Suppose that \(X_1,\dots, X_n\) are independent and normally distributed with mean \(\mu\) and standard deviation \(\sigma\) (assume for simplicity that \(\sigma\) is known).

Let the null hypothesis be \(H_0: \mu=\mu_0\) and the alternative be \(H_1: \mu\neq \mu_0\). Here, \(\mu_0\) is a number, such as \(0\).

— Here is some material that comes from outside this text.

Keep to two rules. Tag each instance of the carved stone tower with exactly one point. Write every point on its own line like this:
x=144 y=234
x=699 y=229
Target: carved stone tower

The likelihood of the data \(y\) can be computed under the null model, in which \(\mu=\mu_0\), and under the alternative model, in which \(\mu\) has some specific alternative value. To make this concrete, imagine 10 data points being generated from a Normal(0,1).

y <- rnorm(10)

We can compute the joint likelihood under a null hypothesis that \(\mu=0\):

likNULL <- prod(dnorm(y, mean = 0, sd = 1))
likNULL
## [1] 9.151e-06

On the log scale, we would need to add the log likelihoods of each data point:

loglikNULL <- sum(dnorm(y, mean = 0, sd = 1, log = TRUE))
loglikNULL
## [1] -11.6

Similarly, we can compute the log likelihood with \(\mu\) equal to the maximum likelihood estimate of \(\mu\), the sample mean.

loglikALT <- sum(dnorm(y, mean = mean(y), sd = 1, log = TRUE))
loglikALT
## [1] -11.59

Essentially, the likelihood ratio test compares the ratio of likelihoods of the two models; on the log scale, the difference in log likelihood is taken. This is because a ratio on the log scale becomes a difference. The likelihood ratio test then chooses the model with the higher log likelihood, provided that the higher likelihood is high enough (we will just make this more precise).

One can specify the test in general terms as follows. Suppose that the likelihood is with respect to some parameter \(\theta\). We can evaluate the likelihood at \(\mu_0\), the null hypothesis value of the parameter, and evaluate the likelihood using the maximum likelihood estimate \(\hat\theta\) of the parameter, as we did above. The likelihood ratio can then be written as follows:

\[\begin{equation} \Lambda = \frac{max_{\theta\in \omega_0}(lik(\theta))}{max_{\theta\in \omega_1}(lik(\theta))} \end{equation}\]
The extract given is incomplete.